Kornwestheim Zwischen den Gleisen des Kornwestheimer Rangierbahnhofs entsteht neuer Lebensraum für bedrohte Tierarten und seltene Pflanzen. Von Gaby Mayer-Grum

Kornwestheim Zwischen den Gleisen des Kornwestheimer Rangierbahnhofs entsteht neuer Lebensraum für bedrohte Tierarten und seltene Pflanzen. Von Gaby Mayer-Grum

Früh am Morgen habe er sie gesehen, erzählt Hubert Laufer mit leuchtenden Augen. Auf einem Stein, der angenehm warm, aber noch nicht zu heiß gewesen sein muss, habe sie sich die Sonne auf die in Brauntönen schimmernde Haut scheinen lassen.
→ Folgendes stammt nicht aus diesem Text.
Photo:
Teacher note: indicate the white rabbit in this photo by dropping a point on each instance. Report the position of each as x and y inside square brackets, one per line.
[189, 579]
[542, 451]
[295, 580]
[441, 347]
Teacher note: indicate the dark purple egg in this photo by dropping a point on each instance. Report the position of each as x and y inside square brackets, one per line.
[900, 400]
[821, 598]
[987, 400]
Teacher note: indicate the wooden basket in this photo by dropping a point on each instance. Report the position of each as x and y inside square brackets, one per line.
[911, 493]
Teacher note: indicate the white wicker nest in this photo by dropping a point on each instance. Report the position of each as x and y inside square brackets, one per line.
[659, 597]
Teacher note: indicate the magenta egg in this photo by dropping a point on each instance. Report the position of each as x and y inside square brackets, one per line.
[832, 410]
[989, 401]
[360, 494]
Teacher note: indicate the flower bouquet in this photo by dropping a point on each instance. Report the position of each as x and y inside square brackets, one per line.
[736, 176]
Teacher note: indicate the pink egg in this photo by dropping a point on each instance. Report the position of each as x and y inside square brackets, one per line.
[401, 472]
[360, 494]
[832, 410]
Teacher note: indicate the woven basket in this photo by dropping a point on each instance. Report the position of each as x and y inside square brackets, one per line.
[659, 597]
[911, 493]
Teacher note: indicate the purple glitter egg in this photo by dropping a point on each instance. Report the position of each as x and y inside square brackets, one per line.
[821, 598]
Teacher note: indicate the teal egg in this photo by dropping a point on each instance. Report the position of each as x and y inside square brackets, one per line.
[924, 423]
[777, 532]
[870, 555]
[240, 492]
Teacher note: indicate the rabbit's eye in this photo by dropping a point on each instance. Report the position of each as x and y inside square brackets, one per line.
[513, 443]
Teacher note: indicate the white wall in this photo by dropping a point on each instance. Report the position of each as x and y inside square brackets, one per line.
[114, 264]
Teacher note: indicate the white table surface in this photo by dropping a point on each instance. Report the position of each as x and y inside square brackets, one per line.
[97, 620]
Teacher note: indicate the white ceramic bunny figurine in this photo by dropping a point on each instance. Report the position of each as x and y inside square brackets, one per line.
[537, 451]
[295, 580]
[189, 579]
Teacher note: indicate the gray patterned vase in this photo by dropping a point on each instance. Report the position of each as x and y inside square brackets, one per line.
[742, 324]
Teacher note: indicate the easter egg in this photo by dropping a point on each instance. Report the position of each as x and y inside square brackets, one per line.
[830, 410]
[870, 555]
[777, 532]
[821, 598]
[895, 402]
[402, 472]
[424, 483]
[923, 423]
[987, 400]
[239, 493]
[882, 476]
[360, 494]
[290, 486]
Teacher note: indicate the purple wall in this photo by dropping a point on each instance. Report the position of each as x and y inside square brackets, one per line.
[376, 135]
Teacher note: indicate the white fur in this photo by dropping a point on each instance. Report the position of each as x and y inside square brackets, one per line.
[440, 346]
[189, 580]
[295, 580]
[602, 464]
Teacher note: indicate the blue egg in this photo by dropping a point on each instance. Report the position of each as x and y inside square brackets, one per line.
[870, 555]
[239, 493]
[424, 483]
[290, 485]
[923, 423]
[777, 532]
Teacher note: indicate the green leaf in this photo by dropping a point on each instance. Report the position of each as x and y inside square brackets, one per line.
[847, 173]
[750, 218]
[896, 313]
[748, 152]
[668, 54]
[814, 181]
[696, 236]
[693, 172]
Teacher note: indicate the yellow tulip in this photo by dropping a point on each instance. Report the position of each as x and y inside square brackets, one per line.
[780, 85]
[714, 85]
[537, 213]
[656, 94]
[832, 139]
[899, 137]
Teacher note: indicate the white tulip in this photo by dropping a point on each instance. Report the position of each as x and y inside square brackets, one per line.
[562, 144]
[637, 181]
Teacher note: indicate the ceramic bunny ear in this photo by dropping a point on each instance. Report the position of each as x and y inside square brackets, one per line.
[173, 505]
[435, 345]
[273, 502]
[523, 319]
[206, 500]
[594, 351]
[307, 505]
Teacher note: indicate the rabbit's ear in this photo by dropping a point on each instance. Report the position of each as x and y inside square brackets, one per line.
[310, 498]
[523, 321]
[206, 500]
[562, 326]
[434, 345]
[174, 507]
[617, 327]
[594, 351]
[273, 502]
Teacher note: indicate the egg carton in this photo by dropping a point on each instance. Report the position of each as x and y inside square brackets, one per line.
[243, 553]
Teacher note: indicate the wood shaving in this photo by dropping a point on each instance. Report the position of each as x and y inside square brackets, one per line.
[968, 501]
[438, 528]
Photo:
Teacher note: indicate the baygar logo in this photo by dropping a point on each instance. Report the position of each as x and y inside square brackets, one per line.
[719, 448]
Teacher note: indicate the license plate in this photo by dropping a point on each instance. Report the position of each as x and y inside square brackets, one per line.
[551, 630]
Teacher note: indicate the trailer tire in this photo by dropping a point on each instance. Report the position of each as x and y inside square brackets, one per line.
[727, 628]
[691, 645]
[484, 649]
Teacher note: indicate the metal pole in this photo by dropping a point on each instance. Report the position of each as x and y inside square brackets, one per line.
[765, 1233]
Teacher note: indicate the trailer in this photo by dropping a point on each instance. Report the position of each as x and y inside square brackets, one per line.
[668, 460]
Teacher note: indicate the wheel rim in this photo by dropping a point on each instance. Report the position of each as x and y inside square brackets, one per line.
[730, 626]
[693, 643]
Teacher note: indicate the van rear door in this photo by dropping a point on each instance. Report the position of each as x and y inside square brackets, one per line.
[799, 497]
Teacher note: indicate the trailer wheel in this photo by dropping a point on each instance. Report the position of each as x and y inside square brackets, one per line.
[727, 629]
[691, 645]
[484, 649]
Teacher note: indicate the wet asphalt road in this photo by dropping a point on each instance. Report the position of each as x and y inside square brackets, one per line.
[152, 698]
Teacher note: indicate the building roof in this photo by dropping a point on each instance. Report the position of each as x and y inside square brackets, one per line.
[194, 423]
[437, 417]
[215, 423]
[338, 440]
Nachdem sie die richtige "Betriebstemperatur" erreicht hatte, machte sich die scheue Dame allerdings davon. Vielleicht auf die Suche nach leckeren Frühstücksinsekten und später zu einem Schläfchen im kühlen Schatten der Sträucher. Jetzt, um die Mittagszeit, lässt die Zauneidechse nicht einmal mehr die Spitze ihres Schwanzes sehen - viel zu heiß ist es dem wechselwarmen Tier in der Sonne geworden.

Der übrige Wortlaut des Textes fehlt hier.